Bruce Inkango

Personal information
- Full name: Bruce Pascal Inkango
- Date of birth: 18 May 1984 (age 41)
- Place of birth: Poitiers, France
- Height: 1.72 m (5 ft 8 in)
- Position: Forward

Senior career*
- Years: Team / Apps / (Gls)
- 2000–2003: Cannes / 11 / (3)
- 2003–2004: Neuchâtel Xamax / 0 / (0)
- 2004–2006: Angers / 20 / (1)
- 2004: → RCF Paris (loan) / 7 / (2)
- 2006–2007: Poitiers
- 2007–2009: AS Cherbourg / 59 / (14)
- 2009–2010: Red Star / 20 / (5)
- 2010: Gillingham / 5 / (0)
- 2011–2012: Kastrioti / 37 / (21)
- 2012: Oțelul Galați / 12 / (4)
- 2013: Cherno More / 10 / (4)
- 2013: Denizlispor / 0 / (0)
- 2014: East Fife / 4 / (0)

= Bruce Inkango =

French-Congolese footballer (born 1984)

Bruce Pascal Inkango (born 18 May 1984) is a French-Congolese former professional footballer who played as a forward.

==Career==
Born in Poitiers, Inkango began his career at Cannes.

On 21 September 2010, Inkango joined English side Gillingham of League Two, signing a three-month deal. He earned just six appearances with the Gills and left the club on 20 December, when his contract expired.
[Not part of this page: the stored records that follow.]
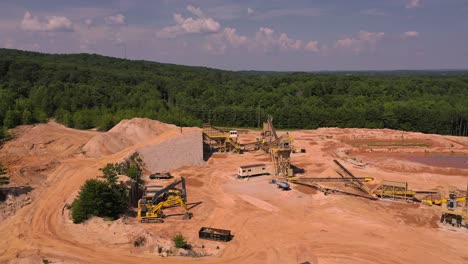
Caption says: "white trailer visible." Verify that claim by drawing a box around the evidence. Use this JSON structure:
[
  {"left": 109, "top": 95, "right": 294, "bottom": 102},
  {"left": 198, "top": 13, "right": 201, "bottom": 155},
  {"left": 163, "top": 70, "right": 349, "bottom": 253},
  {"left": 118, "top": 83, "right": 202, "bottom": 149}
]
[{"left": 237, "top": 164, "right": 270, "bottom": 178}]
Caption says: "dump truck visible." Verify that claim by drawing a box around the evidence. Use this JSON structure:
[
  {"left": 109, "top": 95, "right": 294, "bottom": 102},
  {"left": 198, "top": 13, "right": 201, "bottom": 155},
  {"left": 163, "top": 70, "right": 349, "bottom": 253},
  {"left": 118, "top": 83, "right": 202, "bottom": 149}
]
[{"left": 198, "top": 227, "right": 232, "bottom": 242}]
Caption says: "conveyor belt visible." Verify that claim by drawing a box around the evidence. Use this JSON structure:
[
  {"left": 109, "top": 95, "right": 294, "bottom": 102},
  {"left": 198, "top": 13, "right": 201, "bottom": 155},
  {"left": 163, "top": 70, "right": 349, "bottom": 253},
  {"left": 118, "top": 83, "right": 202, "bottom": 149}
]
[{"left": 289, "top": 177, "right": 374, "bottom": 182}]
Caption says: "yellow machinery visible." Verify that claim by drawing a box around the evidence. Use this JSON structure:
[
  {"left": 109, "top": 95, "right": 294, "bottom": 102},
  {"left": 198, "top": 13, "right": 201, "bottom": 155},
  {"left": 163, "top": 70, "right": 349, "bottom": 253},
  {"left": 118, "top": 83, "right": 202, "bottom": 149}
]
[
  {"left": 421, "top": 197, "right": 466, "bottom": 206},
  {"left": 440, "top": 185, "right": 468, "bottom": 227},
  {"left": 203, "top": 124, "right": 243, "bottom": 153},
  {"left": 261, "top": 115, "right": 294, "bottom": 177},
  {"left": 138, "top": 177, "right": 192, "bottom": 223},
  {"left": 372, "top": 181, "right": 439, "bottom": 201}
]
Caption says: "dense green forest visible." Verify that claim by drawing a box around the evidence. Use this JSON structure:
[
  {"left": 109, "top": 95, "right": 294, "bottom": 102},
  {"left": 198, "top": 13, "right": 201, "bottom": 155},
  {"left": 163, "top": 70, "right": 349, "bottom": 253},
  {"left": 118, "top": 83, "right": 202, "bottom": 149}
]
[{"left": 0, "top": 49, "right": 468, "bottom": 137}]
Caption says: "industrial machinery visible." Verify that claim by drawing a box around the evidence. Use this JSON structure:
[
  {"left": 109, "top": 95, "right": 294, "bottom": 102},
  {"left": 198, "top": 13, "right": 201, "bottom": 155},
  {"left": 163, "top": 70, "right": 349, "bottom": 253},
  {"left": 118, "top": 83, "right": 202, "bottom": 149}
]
[
  {"left": 288, "top": 160, "right": 376, "bottom": 199},
  {"left": 203, "top": 124, "right": 243, "bottom": 153},
  {"left": 198, "top": 227, "right": 232, "bottom": 242},
  {"left": 372, "top": 181, "right": 439, "bottom": 201},
  {"left": 237, "top": 164, "right": 269, "bottom": 178},
  {"left": 271, "top": 179, "right": 291, "bottom": 191},
  {"left": 440, "top": 185, "right": 468, "bottom": 227},
  {"left": 261, "top": 115, "right": 294, "bottom": 177},
  {"left": 138, "top": 177, "right": 192, "bottom": 223}
]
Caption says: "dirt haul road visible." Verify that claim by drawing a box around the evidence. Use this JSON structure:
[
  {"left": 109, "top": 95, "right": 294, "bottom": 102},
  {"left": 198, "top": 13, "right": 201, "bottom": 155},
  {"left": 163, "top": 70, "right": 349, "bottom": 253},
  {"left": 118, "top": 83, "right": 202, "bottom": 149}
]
[{"left": 0, "top": 120, "right": 468, "bottom": 264}]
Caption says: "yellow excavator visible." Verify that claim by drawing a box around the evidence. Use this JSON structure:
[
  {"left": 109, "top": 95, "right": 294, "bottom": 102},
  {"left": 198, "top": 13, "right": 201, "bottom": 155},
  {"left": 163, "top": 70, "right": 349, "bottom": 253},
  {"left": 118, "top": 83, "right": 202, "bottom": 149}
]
[
  {"left": 138, "top": 177, "right": 192, "bottom": 223},
  {"left": 421, "top": 197, "right": 466, "bottom": 206}
]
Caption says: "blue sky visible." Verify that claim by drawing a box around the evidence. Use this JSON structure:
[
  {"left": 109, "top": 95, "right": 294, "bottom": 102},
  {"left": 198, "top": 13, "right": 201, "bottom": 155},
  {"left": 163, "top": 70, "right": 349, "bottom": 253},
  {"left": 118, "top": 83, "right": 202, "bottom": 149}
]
[{"left": 0, "top": 0, "right": 468, "bottom": 71}]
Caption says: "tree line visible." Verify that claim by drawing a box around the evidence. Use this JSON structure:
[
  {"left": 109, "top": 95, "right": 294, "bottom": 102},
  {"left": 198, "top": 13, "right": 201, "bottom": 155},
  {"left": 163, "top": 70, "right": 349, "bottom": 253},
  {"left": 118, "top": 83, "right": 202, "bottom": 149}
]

Early 2011, Inkango signed for Albanian Superliga side KS Kastrioti. Whilst at the Albanian club, he found some of the best scoring form of his career. Inkango finished as the top goalscorer for Kastrioti in the 2011–12 season with 14 goals, scoring a total of 21 goals for one and a half yeara.
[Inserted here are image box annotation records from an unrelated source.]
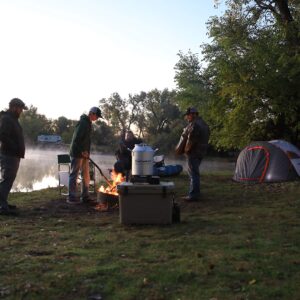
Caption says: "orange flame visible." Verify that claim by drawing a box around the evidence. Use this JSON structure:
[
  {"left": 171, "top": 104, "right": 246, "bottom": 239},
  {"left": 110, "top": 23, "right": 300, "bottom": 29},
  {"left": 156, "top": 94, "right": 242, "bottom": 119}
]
[{"left": 99, "top": 170, "right": 125, "bottom": 196}]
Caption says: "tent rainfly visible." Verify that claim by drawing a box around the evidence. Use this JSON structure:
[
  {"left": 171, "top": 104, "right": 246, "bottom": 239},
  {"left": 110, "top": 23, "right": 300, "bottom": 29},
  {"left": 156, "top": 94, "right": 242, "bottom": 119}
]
[{"left": 233, "top": 140, "right": 300, "bottom": 183}]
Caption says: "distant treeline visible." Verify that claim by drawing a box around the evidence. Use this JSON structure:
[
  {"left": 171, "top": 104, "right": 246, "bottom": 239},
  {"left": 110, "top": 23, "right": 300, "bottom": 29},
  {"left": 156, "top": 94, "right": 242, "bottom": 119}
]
[{"left": 21, "top": 0, "right": 300, "bottom": 152}]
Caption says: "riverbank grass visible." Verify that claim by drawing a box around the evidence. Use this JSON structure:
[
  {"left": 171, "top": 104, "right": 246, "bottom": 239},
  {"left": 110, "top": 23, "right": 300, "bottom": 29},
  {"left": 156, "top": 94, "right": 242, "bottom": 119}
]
[{"left": 0, "top": 173, "right": 300, "bottom": 300}]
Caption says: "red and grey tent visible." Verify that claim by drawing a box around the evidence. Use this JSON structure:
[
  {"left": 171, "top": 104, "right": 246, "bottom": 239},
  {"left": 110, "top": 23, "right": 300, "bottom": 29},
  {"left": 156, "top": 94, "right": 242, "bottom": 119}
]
[{"left": 233, "top": 140, "right": 300, "bottom": 183}]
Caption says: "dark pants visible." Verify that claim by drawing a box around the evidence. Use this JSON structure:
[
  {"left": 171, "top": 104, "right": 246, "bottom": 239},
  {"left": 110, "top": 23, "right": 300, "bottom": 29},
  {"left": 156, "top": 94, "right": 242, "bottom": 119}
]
[
  {"left": 0, "top": 154, "right": 20, "bottom": 209},
  {"left": 187, "top": 156, "right": 202, "bottom": 198},
  {"left": 69, "top": 157, "right": 90, "bottom": 199}
]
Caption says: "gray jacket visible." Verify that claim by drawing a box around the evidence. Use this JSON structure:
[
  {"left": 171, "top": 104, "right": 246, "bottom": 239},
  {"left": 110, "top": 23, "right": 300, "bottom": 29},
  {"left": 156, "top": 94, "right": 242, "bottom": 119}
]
[{"left": 182, "top": 117, "right": 210, "bottom": 158}]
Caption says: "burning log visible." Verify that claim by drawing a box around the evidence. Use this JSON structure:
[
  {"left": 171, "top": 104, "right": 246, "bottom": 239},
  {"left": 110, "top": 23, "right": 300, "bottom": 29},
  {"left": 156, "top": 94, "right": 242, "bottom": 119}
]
[{"left": 95, "top": 169, "right": 125, "bottom": 211}]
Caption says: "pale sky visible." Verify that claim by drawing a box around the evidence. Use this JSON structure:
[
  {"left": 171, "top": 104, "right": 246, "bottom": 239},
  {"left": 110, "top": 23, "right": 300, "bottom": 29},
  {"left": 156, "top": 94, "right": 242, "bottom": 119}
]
[{"left": 0, "top": 0, "right": 224, "bottom": 120}]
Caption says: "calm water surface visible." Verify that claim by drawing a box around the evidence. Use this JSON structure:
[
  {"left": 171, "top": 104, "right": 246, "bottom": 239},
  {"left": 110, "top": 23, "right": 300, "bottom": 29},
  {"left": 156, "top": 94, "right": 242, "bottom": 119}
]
[{"left": 13, "top": 149, "right": 234, "bottom": 192}]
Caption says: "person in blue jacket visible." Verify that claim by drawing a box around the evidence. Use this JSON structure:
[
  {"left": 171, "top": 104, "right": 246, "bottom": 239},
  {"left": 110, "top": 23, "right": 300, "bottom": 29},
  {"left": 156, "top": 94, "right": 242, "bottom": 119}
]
[
  {"left": 182, "top": 107, "right": 210, "bottom": 202},
  {"left": 67, "top": 107, "right": 102, "bottom": 204}
]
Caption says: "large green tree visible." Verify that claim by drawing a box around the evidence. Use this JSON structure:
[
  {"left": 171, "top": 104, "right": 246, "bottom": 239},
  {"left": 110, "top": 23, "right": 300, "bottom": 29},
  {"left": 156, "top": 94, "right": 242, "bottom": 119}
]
[
  {"left": 174, "top": 50, "right": 210, "bottom": 115},
  {"left": 203, "top": 0, "right": 300, "bottom": 148}
]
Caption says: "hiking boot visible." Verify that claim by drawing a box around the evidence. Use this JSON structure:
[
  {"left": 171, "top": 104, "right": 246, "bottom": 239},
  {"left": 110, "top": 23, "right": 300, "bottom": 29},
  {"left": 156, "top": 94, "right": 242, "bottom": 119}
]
[{"left": 0, "top": 207, "right": 18, "bottom": 216}]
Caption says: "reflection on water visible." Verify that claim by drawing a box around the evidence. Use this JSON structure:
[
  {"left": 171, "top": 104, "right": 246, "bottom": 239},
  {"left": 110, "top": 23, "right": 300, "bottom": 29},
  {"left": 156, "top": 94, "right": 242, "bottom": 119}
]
[{"left": 12, "top": 149, "right": 234, "bottom": 192}]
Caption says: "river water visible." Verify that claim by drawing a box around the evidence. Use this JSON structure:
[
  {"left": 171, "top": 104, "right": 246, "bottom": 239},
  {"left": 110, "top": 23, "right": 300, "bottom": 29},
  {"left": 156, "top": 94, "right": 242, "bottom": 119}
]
[{"left": 12, "top": 149, "right": 234, "bottom": 192}]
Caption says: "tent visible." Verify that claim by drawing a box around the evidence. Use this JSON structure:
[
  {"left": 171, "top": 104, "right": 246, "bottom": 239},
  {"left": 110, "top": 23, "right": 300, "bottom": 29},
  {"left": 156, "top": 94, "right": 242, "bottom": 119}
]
[{"left": 233, "top": 140, "right": 300, "bottom": 183}]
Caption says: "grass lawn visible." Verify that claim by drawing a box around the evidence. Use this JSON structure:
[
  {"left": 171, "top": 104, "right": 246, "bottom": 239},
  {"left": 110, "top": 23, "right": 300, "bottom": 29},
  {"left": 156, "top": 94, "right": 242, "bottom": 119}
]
[{"left": 0, "top": 173, "right": 300, "bottom": 300}]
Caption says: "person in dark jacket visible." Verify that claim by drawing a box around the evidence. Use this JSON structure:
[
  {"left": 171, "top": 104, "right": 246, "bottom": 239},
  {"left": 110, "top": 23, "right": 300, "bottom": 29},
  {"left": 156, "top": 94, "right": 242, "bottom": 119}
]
[
  {"left": 115, "top": 130, "right": 143, "bottom": 181},
  {"left": 0, "top": 98, "right": 28, "bottom": 215},
  {"left": 67, "top": 107, "right": 101, "bottom": 204},
  {"left": 177, "top": 107, "right": 210, "bottom": 201}
]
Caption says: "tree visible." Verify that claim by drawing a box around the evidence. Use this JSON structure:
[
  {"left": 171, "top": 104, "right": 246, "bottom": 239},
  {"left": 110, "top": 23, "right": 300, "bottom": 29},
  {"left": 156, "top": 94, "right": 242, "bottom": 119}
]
[
  {"left": 20, "top": 105, "right": 54, "bottom": 144},
  {"left": 174, "top": 50, "right": 209, "bottom": 114},
  {"left": 203, "top": 1, "right": 300, "bottom": 149}
]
In July 2012, Inkango joined Oțelul Galați in Romania. He made his Liga I debut in a 1–1 home draw against Rapid București on 30 July, coming on as a substitute for Laurențiu Buș. He was released by Oțelul on 31 January 2013.
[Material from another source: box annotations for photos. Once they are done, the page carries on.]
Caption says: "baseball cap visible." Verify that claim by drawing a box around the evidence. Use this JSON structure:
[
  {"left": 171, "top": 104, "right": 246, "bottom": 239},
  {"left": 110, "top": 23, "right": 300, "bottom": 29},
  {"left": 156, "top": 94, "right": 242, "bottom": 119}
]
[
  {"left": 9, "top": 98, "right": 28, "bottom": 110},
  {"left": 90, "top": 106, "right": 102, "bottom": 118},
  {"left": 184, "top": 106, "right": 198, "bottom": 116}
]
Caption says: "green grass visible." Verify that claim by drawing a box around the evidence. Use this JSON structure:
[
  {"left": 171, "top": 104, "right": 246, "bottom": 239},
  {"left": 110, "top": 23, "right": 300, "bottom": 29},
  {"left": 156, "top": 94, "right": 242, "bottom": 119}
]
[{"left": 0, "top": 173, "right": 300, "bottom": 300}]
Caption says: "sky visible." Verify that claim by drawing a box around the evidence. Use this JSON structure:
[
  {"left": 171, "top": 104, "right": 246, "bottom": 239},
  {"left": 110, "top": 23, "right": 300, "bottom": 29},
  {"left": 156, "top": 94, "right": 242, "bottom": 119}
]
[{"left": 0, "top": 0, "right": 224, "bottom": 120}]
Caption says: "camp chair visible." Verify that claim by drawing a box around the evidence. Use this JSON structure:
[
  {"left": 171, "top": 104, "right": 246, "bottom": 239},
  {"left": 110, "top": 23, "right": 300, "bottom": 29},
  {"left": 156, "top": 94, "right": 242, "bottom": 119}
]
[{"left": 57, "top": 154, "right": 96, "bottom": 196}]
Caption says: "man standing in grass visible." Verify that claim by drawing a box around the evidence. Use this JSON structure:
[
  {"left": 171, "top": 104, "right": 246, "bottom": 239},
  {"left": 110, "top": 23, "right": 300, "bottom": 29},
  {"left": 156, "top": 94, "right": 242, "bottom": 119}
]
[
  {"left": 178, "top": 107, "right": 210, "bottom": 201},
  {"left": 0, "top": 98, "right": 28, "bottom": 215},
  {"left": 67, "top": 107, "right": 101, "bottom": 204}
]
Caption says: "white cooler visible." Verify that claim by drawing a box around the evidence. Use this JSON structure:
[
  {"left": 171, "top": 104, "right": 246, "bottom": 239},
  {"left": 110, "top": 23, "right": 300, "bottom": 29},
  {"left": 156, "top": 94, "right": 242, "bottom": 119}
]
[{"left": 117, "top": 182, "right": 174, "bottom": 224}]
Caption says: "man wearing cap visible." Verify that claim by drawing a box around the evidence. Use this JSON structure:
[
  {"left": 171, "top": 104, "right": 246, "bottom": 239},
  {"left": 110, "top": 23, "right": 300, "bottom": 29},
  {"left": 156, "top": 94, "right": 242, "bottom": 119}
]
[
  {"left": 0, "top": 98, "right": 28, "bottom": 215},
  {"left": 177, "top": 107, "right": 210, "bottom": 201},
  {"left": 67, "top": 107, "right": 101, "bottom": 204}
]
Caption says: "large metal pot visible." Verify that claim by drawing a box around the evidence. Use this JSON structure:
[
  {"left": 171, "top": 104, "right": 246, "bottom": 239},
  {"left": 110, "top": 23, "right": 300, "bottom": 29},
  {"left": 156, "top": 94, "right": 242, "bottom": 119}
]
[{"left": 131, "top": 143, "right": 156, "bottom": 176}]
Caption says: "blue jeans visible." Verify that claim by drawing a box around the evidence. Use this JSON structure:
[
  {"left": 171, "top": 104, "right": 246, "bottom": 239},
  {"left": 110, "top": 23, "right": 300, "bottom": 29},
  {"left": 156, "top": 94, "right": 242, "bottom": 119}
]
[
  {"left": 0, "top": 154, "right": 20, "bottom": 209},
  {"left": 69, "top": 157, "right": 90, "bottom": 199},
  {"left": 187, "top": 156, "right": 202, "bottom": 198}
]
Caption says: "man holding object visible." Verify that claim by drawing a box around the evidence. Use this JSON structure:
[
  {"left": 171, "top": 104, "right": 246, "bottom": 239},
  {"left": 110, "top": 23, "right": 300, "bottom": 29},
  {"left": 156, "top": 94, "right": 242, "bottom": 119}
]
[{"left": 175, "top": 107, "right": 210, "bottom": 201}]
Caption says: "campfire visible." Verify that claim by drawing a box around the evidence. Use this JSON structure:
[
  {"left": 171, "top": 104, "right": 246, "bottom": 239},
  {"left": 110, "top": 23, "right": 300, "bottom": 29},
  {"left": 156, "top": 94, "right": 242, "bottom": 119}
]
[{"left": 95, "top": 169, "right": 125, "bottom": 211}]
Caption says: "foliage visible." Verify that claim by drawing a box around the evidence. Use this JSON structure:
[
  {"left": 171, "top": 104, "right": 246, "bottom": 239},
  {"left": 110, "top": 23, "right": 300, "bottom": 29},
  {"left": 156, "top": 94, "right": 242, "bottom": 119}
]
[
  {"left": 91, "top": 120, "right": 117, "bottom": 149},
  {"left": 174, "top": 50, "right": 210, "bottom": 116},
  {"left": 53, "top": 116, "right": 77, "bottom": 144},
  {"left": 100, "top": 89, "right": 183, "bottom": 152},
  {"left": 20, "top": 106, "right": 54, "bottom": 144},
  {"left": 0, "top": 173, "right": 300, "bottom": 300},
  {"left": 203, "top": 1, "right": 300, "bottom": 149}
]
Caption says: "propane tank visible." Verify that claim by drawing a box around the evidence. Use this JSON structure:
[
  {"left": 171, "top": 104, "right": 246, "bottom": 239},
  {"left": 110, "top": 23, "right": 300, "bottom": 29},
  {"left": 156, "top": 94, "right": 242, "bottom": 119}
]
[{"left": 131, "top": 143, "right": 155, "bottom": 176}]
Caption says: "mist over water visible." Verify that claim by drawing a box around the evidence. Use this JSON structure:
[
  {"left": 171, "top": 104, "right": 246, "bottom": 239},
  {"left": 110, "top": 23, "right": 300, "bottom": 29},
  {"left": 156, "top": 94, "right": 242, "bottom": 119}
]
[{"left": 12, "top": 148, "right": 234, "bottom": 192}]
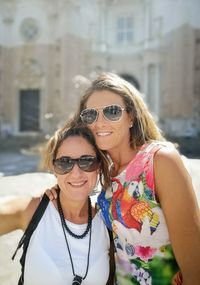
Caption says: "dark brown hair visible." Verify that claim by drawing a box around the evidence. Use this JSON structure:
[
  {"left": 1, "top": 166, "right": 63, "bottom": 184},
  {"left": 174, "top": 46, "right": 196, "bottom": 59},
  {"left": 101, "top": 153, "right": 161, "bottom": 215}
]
[{"left": 44, "top": 121, "right": 110, "bottom": 189}]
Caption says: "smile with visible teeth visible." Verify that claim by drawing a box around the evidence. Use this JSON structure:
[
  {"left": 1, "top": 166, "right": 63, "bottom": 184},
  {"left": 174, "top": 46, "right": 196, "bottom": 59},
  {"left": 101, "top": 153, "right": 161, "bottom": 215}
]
[
  {"left": 69, "top": 181, "right": 86, "bottom": 187},
  {"left": 96, "top": 132, "right": 111, "bottom": 137}
]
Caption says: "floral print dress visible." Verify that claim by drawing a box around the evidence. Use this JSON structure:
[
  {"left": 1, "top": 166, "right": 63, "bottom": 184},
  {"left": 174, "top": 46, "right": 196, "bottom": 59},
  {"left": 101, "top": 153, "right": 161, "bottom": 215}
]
[{"left": 98, "top": 142, "right": 181, "bottom": 285}]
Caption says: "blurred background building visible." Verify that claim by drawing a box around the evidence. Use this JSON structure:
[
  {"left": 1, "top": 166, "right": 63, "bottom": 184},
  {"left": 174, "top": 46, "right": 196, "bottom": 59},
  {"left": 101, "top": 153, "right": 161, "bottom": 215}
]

On 4 April 2013, Inkango signed a contract with Bulgarian A PFG club Cherno More Varna. He made his debut on 6 April, coming off the bench on the 69th minute to replace Simeon Raykov in a 3–1 away loss against Botev Plovdiv.

After a spell playing in Turkey for Denizlispor, Inkango signed for East Fife in March 2014. He was released by the club in May 2014.